Read this: Here are 71 foolproof methods to win each game featured on The Price Is Right

The A.V. Club has investigated what happens when you actually win The Price Is Right, but Slate has an excellent piece up today that uses game theory to help prospective contestants get to that point. Writer Ben Blatt ably—and slightly confusingly, if you’re not that into math—explains how some schmo on Contestant’s Row can use high-level math to make it to the Showcase, even without knowing real life prices of items. For example:

"Consider the pricing game called Squeeze Play. Current host Drew Carey shows the contestant either a five- or six-digit number and asks the player to remove one digit from the number—first and last digit excluded—to reveal the price of a prize.
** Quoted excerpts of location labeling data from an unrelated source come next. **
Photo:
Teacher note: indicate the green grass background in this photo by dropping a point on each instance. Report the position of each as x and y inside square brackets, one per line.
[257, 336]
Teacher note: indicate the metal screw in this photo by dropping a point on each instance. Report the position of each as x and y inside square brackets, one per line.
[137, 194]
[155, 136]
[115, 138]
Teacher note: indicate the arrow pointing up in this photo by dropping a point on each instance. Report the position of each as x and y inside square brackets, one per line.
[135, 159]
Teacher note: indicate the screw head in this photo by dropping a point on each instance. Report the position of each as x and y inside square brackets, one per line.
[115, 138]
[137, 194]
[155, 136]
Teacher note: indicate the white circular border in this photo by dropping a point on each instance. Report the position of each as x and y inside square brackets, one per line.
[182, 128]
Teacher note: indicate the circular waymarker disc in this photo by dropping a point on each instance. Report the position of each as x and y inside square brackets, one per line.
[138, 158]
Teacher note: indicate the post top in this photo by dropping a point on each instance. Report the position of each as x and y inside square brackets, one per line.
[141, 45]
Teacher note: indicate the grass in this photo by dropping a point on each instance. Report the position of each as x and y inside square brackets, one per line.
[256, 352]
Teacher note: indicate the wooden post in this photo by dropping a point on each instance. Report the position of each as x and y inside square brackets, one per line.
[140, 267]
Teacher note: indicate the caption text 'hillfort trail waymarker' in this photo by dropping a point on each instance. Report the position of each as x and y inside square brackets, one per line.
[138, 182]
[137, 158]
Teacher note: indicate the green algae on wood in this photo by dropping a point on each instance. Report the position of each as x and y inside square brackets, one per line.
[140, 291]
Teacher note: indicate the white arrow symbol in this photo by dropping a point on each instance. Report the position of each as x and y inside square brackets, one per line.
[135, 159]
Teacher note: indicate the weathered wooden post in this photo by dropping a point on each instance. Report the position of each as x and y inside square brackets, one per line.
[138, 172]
Over the last eight years, this game has been played 215 times with a five-digit number, meaning the contestant can either remove the second, third, or fourth digit. If every contestant had gone into the game opting to pick the third digit, regardless of the prize or the numbers displayed, the combined contestant winning percentage would have been 49.8 percent. Instead, players got wrapped up in guessing the exact price—and had a combined winning percentage of just 35.8 percent."

Blatt even put together a cheat sheet that offers advice on how to win all 71 games on the show, with the exception of Plinko, which he says is pretty much a crapshoot. (Another expert would beg to differ.) It’s some fascinating stuff to consider, even if the vast majority of us will, unfortunately, never really get to “come on down.”